Private sector proposal
To many industry experts and stakeholders, the answer lies not in government but in a private sector solution known as value-based pricing. The idea is to tie drug prices directly to health care outcomes. A first-of-its-kind consortium of patient advocates, manufacturers, providers and health care experts formed earlier this year to promote value-based drug payment arrangements, housed at Duke University’s Robert J. Margolis, MD, Center for Health Policy.
A pioneer in this arena was Merck, which in the early 1990s guaranteed patients that its cholesterol-reducing drugs would help them hit specific markers, or they would get their money back. Value-based agreements can take other forms, too. For example, a manufacturer might sell an insurer not only a medication, but a guarantee that patients will take the medication as prescribed, essentially coupling the drug with a compliance program.
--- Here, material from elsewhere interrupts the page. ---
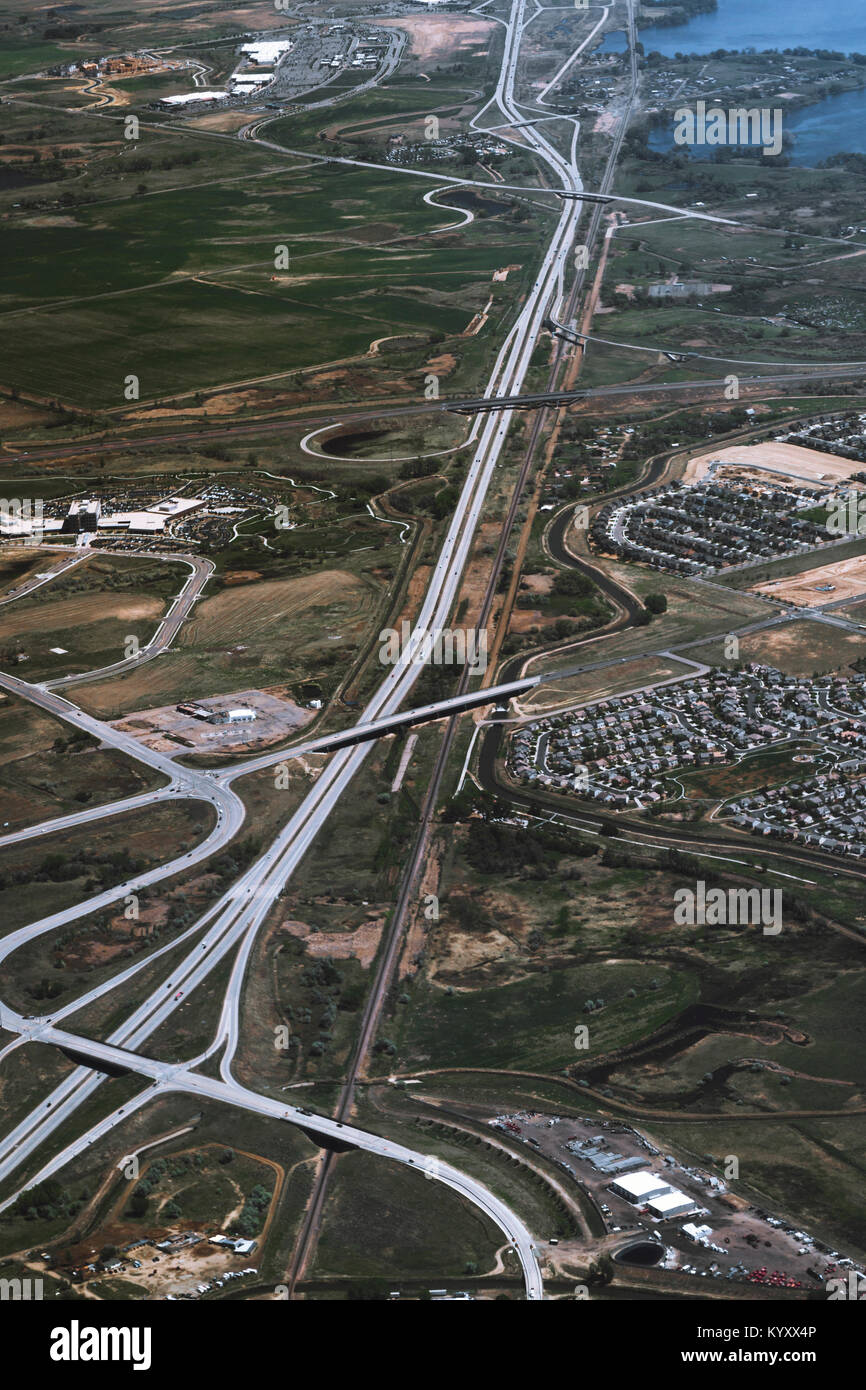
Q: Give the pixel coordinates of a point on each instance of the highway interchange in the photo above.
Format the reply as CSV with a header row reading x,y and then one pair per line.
x,y
232,923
The benefit to value-based pricing, say its advocates at the Margolis Center and elsewhere is that has the potential to align a drug’s price with its actual value, boost consumer confidence, encourage risk sharing, and enable private sector players to manage drug prices more effectively. The idea has won the endorsement of House Speaker Paul Ryan, and is backed by think tanks on both the right and the left. The down side, say skeptics, is that such agreements are complex, involve collecting and managing vast amounts of patient data, which can raise privacy issues, and come with high administrative overhead.